Let $G$ be a group that has a subgroup of size $d$ for every $d$ that divides $|G|$. Must $G$ be abelian?
It can be shown using complete induction that the converse of the above statement is true, but my alg-fu is too underdeveloped to tackle the above problem.
On
No, take the quaternion group $Q_8 = \{ \pm 1, \pm i, \pm j, \pm k \}$ for example. It has a subgroup of order 2, namely $\{ \pm 1 \}$, it has a subgroup of order 4 e.g. $\{ \pm i \}$ and of course has a subgroup of order 1 and of order 8.
On
The question of Banarama is an interesting one and refers to the class of finite groups known as CLT groups, where CLT stands for Converse Lagrange Theorem:
$G$ is a CLT group if for each positive integer $d$ dividing $|G|$, $G$ has at least one subgroup of order $d$.
These groups have been studied extensively.
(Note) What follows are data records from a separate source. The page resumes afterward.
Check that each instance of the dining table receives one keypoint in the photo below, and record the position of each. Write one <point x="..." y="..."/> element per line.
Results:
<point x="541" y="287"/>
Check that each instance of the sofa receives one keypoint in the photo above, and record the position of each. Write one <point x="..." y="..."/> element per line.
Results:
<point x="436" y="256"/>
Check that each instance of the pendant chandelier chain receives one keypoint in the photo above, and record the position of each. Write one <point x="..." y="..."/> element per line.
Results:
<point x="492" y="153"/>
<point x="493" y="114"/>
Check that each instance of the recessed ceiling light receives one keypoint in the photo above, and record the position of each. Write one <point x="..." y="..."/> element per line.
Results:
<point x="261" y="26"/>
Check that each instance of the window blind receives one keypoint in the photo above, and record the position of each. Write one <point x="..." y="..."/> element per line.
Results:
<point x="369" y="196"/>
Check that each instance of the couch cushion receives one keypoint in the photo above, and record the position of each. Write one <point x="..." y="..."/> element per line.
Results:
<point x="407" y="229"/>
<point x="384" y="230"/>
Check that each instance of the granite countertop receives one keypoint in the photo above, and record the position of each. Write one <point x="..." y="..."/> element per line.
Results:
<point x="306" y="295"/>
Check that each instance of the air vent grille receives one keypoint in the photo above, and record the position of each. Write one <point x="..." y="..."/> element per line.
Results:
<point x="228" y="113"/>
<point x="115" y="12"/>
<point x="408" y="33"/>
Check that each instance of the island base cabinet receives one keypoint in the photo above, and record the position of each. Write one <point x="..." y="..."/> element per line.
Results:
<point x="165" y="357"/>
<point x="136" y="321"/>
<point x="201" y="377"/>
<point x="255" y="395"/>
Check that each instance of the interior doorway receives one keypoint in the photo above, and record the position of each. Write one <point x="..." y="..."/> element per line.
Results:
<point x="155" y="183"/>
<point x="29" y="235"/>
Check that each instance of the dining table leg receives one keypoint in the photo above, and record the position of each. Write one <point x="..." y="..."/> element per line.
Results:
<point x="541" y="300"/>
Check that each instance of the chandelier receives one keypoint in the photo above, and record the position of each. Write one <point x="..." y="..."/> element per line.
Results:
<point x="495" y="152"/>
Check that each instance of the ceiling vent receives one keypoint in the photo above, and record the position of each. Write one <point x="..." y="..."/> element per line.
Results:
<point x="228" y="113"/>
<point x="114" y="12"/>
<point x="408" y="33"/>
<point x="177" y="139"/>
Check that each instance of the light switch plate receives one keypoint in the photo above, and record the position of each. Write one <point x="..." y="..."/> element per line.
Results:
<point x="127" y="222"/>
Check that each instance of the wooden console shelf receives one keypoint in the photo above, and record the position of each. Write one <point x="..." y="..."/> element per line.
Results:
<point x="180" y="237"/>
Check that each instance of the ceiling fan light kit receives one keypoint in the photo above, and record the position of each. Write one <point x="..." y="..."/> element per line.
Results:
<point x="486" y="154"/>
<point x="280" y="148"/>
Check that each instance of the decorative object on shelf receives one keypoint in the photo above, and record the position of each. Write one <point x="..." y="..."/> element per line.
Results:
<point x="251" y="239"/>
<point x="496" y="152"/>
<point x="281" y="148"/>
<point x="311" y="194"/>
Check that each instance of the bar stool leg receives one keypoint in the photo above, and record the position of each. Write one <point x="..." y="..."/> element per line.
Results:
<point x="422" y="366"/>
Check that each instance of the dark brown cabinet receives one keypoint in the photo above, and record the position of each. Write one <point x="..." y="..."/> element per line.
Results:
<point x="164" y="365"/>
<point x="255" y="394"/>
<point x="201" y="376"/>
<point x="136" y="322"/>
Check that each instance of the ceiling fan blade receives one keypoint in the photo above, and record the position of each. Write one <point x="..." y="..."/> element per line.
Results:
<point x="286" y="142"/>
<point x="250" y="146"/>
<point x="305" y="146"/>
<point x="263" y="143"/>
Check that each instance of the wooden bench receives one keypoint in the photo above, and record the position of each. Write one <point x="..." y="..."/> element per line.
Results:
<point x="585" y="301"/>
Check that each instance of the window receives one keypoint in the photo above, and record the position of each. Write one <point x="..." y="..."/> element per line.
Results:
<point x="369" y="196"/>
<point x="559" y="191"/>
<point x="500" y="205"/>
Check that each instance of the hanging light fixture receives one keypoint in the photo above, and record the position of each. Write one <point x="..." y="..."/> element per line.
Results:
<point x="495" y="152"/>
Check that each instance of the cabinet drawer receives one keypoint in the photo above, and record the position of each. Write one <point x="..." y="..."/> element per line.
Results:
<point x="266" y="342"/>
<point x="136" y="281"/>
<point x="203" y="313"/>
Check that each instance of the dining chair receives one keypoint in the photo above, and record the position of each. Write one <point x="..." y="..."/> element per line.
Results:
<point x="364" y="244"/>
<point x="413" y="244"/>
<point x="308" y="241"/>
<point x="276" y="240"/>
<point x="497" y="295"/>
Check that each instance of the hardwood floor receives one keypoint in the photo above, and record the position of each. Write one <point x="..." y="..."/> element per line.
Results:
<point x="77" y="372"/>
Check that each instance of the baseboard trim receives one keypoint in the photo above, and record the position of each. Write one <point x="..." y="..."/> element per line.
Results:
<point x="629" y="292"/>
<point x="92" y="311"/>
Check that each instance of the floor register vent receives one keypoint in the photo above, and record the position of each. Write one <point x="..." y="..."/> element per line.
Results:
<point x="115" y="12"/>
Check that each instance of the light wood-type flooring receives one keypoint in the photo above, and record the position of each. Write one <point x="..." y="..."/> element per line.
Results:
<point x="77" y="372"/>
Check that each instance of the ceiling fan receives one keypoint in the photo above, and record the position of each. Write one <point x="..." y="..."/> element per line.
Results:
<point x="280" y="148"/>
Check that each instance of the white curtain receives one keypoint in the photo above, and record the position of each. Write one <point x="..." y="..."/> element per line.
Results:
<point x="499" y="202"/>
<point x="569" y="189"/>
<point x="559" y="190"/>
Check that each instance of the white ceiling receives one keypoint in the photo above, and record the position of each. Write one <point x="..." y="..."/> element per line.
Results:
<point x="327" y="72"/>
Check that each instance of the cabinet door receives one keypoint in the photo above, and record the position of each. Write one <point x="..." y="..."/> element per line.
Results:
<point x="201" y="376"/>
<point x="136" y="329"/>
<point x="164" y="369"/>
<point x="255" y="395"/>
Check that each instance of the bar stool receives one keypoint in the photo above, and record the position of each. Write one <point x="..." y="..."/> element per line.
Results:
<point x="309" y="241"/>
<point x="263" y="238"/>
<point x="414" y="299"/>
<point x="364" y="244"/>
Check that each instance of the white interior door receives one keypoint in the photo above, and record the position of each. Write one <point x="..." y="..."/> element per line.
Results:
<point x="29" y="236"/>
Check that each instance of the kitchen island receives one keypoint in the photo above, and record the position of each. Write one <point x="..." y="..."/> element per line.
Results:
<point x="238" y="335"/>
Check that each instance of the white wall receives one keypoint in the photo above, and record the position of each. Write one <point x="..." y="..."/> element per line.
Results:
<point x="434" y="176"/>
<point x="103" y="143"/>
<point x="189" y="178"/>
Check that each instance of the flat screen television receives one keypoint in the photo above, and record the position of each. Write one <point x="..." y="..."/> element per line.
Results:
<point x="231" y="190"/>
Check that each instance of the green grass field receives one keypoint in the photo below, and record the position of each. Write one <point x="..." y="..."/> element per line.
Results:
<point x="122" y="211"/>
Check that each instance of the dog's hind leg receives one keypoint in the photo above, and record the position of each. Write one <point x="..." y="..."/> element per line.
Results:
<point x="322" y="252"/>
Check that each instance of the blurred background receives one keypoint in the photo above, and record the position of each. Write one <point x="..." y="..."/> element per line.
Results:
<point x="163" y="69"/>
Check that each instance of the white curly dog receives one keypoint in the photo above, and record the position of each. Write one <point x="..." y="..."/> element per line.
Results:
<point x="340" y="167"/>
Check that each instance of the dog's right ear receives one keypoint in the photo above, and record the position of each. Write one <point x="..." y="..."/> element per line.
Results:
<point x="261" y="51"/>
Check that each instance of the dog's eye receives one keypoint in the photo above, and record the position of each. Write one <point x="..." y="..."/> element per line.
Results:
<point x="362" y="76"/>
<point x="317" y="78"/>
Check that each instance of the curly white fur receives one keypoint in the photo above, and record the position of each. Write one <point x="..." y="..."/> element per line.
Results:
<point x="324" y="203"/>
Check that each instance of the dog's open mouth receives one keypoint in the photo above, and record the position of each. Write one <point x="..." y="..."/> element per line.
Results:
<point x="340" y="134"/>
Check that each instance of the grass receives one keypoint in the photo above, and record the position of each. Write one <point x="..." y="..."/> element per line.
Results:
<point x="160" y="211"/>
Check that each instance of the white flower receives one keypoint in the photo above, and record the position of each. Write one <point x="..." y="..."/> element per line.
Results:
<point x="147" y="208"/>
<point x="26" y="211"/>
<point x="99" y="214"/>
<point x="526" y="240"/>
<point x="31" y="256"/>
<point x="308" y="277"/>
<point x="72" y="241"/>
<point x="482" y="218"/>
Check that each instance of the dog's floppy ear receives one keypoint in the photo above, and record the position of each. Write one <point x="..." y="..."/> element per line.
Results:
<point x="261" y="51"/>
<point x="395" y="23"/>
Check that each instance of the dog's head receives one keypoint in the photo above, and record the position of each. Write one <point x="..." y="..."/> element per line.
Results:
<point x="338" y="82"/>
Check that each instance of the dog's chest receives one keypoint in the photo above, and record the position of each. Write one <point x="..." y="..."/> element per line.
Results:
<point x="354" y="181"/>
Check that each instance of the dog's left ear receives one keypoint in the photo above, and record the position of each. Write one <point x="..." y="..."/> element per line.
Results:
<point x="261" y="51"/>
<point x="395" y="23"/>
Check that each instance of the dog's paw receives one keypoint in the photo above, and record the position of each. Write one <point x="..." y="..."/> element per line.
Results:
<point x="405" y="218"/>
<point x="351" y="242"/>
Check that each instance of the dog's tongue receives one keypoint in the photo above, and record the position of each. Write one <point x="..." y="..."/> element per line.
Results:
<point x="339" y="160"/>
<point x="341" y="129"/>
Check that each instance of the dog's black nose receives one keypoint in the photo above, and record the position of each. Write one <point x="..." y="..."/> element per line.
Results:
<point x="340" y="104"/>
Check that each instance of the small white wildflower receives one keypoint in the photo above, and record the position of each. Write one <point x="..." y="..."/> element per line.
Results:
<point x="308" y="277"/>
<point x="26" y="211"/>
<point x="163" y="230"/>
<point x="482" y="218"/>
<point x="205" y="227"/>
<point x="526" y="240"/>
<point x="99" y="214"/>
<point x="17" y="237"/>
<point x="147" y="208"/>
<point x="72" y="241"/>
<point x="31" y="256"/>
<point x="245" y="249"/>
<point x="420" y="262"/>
It turns out for example that all supersolvable groups are CLT, and all CLT groups are solvable. See also one of the early papers of Henry G. Bray, Pac. J. Math 27 (1968).
No. Choose any nonabelian group of order $pq$ for $p < q$ distinct primes - such a group exists (and is unique) if $p | q - 1$ (e.g. $21$). The divisors of the group order are than $1, p, q$ and $pq$; by Cauchy's theorem, there are subgroups of order $p$ and $q$, since there are elements of these orders.
Alternatively, to be explicit, $S_3$ is a group satisfying this.